OPPOSITION Senator Wade Mark yesterday hit a hefty hike in the penalty for money laundering as being a “cruel and unusual punishment” in the Committee Stage of a bill to facilitate mutual assistance between TT and other nations for criminal investigations and prosecutions and recovery of the proceeds of crime. The Mutual Assistance Bill 2017 imposes a penalty of up to a maximum of a $50 million fine and 30 years for a crime tried in the High Court (indictably) or $25 million and 15 years if tried in the magistrate court (summarily). Mark said, “This is cruel. It is unusual punishment, and we do not understand the justification for this imposition...The Attorney General (Faris Al Rawi) has not justified why this hefty fine of $50 million from $25 million and then Madam President a lifetime of imprisonment. This is what 30 years is equivalent to. So we need to get some kind of justification.”

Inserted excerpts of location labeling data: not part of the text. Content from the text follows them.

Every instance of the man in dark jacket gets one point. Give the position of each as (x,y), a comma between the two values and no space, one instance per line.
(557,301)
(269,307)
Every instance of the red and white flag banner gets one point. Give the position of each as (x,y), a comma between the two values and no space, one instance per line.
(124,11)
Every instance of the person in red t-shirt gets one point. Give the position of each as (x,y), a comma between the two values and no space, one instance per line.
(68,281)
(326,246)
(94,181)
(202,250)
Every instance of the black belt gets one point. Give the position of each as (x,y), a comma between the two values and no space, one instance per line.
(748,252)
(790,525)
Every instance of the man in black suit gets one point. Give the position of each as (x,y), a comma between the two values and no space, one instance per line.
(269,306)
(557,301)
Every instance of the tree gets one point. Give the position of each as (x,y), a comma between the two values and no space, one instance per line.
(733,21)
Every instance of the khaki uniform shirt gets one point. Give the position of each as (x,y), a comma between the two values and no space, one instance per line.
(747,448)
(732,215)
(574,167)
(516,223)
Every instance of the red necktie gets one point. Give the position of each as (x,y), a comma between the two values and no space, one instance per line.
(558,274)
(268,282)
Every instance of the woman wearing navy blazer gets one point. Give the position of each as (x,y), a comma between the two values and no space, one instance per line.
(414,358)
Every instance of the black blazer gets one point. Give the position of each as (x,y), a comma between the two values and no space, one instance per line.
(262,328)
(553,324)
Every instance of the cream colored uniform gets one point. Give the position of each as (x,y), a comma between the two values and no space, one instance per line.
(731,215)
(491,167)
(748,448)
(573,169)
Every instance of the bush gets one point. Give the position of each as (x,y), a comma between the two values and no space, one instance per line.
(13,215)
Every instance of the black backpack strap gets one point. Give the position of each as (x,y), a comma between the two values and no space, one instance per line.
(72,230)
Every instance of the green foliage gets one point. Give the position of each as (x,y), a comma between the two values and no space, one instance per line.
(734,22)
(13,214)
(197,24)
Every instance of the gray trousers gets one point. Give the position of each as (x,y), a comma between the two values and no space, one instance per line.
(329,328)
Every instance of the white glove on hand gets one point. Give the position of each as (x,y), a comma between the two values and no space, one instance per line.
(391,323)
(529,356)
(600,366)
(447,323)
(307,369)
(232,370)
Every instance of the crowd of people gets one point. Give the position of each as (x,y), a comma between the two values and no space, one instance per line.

Al-Rawi replied similar penalties were prescribed for the Proceeds of Crime Act (under amendment yesterday) as for Anti-Terrorism legislation. Secondly those listed penalties are the maximum figures allowable but in fact are subject to a judge’s discretion. Thirdly, he said the stiff penalty reflects a proportionality to the prevalence of the crime, noting that locally money-laundering offences total almost the country’s entire National Budget. In the debate earlier, the AG said the year 2016 top 2017 had seen $22.5 billion in suspicious offences reported by the watchdog Financial Intelligence Unit (FIU.) Independent Senator Melissa Ramkissoon also wondered at the $50 million fine by saying the TT Police Service web-site spoke only of money-laundering offences of up to $3 million.
Al-Rawi replied that there are pending “quite a cases well beyond $3 million” in worth. He said the hefty fines reflect the level of Parliament’s scorn of money-laundering. Upon a committee vote, the penalties remained. Opposition Senator Gerald Ramdeen asked for a deferral in Parliament making money-laundering also triable at the Magistrate Court (in addition to the High Court as previously). In reply, the AG said it is the Director of Public Prosecutions’ recommendation. Al-Rawi said 27 money-laundering cases are before the law courts, some since 2012, and none of them has yet made it past the preliminary inquiry stage.